A Perceptual Approach to Audio-Visual
Design, Composition and Performance
This research consists of a perceptual approach to audio-visual instrument design, composition and performance. The approach informed practical work as well as a parametric visualisation model, which can be used to analyse sonic expression, sensory dominance and spatial presence in any audio-visual performance language. The intent of the practical work was for the image to function as a stage scene that reacts to the sound, without distracting attention from the relation between the sounds themselves. This is challenging, because usually vision dominates over audition.
To clarify the problem, I bridged audio-visual theory, psychology, neuroscience, interaction design and musicology. The investigation led to three creative principles: a) to threshold control and unpredictability in order to convey sonic expression; b) to dispense with disruptive visual changes and apply Gestaltist principles to visual dynamics, so as to facilitate perceptual simplification; and c) to create an audio-visual relationship that produces a sense of causation, and simultaneously confounds the cause and effect relationships. The latter principle was also demonstrated with a study on audio-visual mapping and perception, whose conclusions are equally applicable to the audio-visual relationship in space.
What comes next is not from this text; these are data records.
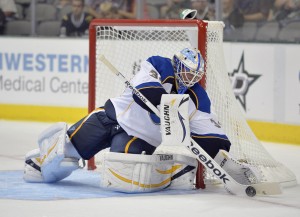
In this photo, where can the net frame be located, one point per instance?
(209, 39)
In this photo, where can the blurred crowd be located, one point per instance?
(265, 20)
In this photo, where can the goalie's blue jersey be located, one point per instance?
(156, 77)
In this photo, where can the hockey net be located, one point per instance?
(127, 42)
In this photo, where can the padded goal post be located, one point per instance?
(128, 42)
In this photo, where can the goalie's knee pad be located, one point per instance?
(240, 171)
(146, 173)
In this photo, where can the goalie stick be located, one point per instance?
(270, 188)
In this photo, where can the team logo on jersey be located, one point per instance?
(241, 81)
(153, 74)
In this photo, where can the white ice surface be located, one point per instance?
(16, 138)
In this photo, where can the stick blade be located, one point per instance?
(267, 188)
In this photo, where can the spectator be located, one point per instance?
(232, 17)
(174, 8)
(254, 10)
(9, 9)
(2, 22)
(285, 10)
(77, 22)
(59, 4)
(113, 9)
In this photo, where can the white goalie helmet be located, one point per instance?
(189, 67)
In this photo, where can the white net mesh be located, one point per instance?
(127, 46)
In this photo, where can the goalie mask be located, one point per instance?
(189, 68)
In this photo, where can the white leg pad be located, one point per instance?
(54, 165)
(146, 173)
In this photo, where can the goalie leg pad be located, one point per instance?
(134, 173)
(33, 173)
(242, 172)
(54, 165)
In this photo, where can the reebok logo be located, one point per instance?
(208, 163)
(167, 119)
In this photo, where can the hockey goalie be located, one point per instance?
(132, 132)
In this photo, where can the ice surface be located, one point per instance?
(16, 138)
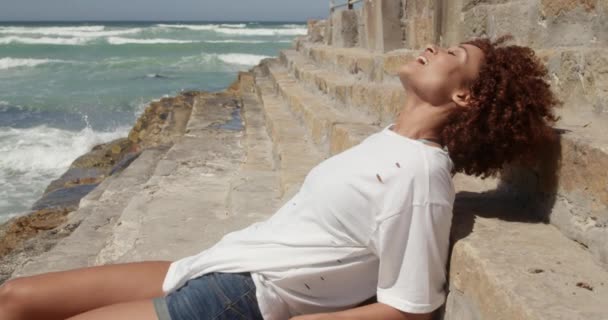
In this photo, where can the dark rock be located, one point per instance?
(68, 197)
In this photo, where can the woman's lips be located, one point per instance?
(422, 60)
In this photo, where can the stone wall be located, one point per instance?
(571, 38)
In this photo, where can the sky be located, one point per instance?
(155, 10)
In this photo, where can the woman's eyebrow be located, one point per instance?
(466, 52)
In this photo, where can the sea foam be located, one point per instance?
(119, 40)
(84, 31)
(7, 63)
(44, 40)
(33, 157)
(263, 32)
(241, 59)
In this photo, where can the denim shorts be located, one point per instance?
(210, 297)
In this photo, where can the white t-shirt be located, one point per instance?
(372, 220)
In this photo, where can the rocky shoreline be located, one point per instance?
(51, 219)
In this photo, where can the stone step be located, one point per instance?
(95, 219)
(378, 100)
(295, 154)
(580, 87)
(327, 125)
(580, 208)
(361, 63)
(517, 269)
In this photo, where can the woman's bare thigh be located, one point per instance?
(60, 295)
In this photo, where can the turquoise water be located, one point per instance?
(65, 87)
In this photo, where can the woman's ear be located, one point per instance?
(462, 98)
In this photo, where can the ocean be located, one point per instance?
(65, 87)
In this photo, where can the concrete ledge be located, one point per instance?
(518, 270)
(294, 154)
(380, 102)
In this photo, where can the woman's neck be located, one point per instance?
(420, 120)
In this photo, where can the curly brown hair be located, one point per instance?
(510, 113)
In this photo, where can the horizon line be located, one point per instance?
(138, 20)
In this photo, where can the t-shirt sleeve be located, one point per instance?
(412, 247)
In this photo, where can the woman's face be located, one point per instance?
(438, 73)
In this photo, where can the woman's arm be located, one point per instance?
(371, 311)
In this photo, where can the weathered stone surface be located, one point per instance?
(520, 270)
(344, 28)
(421, 23)
(382, 25)
(316, 30)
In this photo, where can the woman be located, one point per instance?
(373, 220)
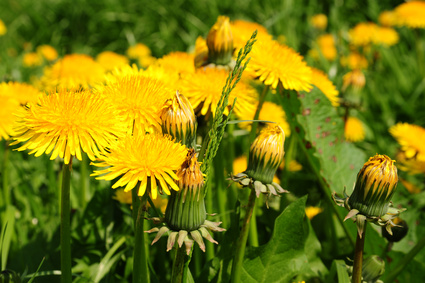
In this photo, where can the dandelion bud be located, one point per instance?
(373, 267)
(220, 42)
(179, 121)
(375, 185)
(266, 154)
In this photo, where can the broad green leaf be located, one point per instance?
(283, 257)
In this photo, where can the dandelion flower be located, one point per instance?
(139, 100)
(272, 63)
(411, 14)
(111, 60)
(319, 21)
(73, 71)
(204, 88)
(150, 158)
(67, 122)
(47, 52)
(32, 59)
(354, 130)
(326, 43)
(322, 82)
(269, 112)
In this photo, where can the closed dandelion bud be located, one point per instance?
(373, 267)
(266, 154)
(186, 207)
(375, 185)
(179, 120)
(220, 42)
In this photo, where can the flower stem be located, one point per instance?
(140, 264)
(405, 261)
(241, 243)
(66, 264)
(358, 257)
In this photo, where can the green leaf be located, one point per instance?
(283, 257)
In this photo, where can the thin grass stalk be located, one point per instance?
(140, 263)
(241, 242)
(66, 263)
(358, 257)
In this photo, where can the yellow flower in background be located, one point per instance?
(32, 59)
(73, 71)
(47, 52)
(111, 60)
(354, 130)
(272, 63)
(355, 78)
(67, 123)
(242, 31)
(269, 112)
(312, 211)
(354, 61)
(319, 21)
(322, 82)
(142, 53)
(138, 99)
(411, 139)
(411, 14)
(387, 18)
(3, 28)
(150, 158)
(327, 47)
(204, 87)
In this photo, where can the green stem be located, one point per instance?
(358, 257)
(405, 261)
(241, 242)
(66, 264)
(140, 263)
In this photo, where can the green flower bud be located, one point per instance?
(375, 185)
(179, 120)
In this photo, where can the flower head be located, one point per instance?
(66, 123)
(150, 158)
(73, 71)
(204, 88)
(179, 120)
(411, 14)
(273, 63)
(354, 130)
(322, 82)
(220, 42)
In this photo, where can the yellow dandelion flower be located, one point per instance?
(31, 59)
(3, 28)
(139, 100)
(322, 82)
(242, 31)
(312, 211)
(411, 14)
(354, 61)
(47, 52)
(204, 87)
(354, 130)
(21, 92)
(387, 18)
(319, 21)
(326, 43)
(67, 122)
(73, 71)
(272, 63)
(355, 78)
(269, 112)
(111, 60)
(150, 158)
(411, 139)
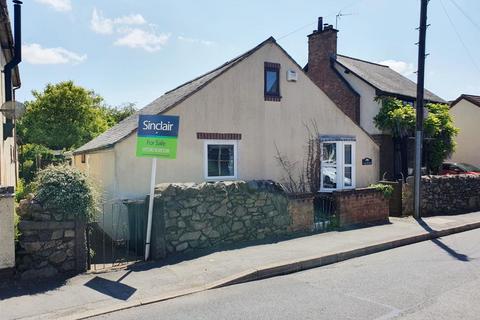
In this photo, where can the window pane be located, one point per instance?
(213, 151)
(226, 152)
(221, 160)
(348, 154)
(329, 177)
(347, 179)
(213, 170)
(272, 82)
(329, 153)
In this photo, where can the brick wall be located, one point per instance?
(322, 47)
(361, 206)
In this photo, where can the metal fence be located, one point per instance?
(117, 236)
(325, 212)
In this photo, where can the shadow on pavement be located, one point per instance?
(15, 288)
(114, 289)
(443, 246)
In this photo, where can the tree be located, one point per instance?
(398, 118)
(63, 116)
(114, 115)
(440, 128)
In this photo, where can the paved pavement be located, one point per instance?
(90, 294)
(437, 279)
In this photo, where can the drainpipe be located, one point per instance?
(16, 59)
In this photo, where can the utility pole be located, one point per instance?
(419, 106)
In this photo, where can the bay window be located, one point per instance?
(338, 164)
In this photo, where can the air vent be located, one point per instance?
(292, 75)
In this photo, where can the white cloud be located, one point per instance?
(194, 40)
(402, 67)
(58, 5)
(139, 38)
(131, 19)
(103, 25)
(36, 54)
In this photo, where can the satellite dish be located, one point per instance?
(13, 109)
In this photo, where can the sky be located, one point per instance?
(132, 51)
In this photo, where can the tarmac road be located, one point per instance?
(436, 279)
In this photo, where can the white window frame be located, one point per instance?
(340, 166)
(206, 143)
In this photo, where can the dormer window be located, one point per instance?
(272, 81)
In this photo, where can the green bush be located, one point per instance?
(22, 190)
(66, 190)
(386, 189)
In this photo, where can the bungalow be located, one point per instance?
(465, 111)
(353, 84)
(237, 116)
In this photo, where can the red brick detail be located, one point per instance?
(322, 47)
(361, 206)
(272, 98)
(219, 136)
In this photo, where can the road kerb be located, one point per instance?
(289, 267)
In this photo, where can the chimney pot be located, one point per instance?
(320, 24)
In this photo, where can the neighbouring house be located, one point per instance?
(353, 84)
(233, 120)
(465, 111)
(8, 150)
(9, 78)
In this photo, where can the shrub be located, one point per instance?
(386, 189)
(66, 190)
(22, 190)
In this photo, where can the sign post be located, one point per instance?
(156, 138)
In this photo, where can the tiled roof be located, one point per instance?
(384, 78)
(162, 104)
(469, 97)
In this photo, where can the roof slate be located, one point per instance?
(171, 98)
(384, 78)
(469, 97)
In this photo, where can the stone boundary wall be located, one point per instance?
(50, 243)
(452, 194)
(360, 206)
(7, 234)
(195, 216)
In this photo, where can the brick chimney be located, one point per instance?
(322, 52)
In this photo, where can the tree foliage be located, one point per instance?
(63, 116)
(66, 190)
(398, 118)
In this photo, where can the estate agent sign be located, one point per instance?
(157, 136)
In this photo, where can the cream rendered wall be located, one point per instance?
(466, 117)
(234, 103)
(7, 243)
(100, 167)
(369, 108)
(7, 147)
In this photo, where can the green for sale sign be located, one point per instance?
(157, 136)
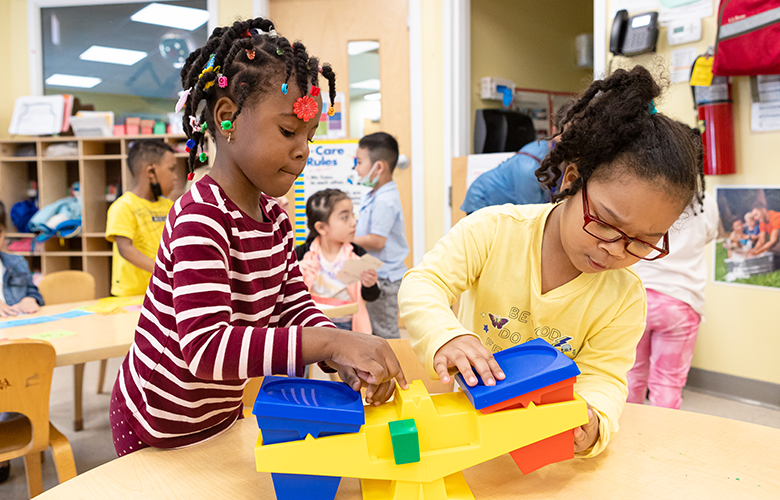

My three creative principles informed the development of an instrument that combines a zither and audio-visual 3D software, exploring disparities between the acoustic and digital outputs. The parametric visualisation model can represent how any audio-visual performance work might converge or diverge from these principles. It combines parameters for interaction, sonic & visual dynamics, audio-visual relationship, physical performance setup and semantics.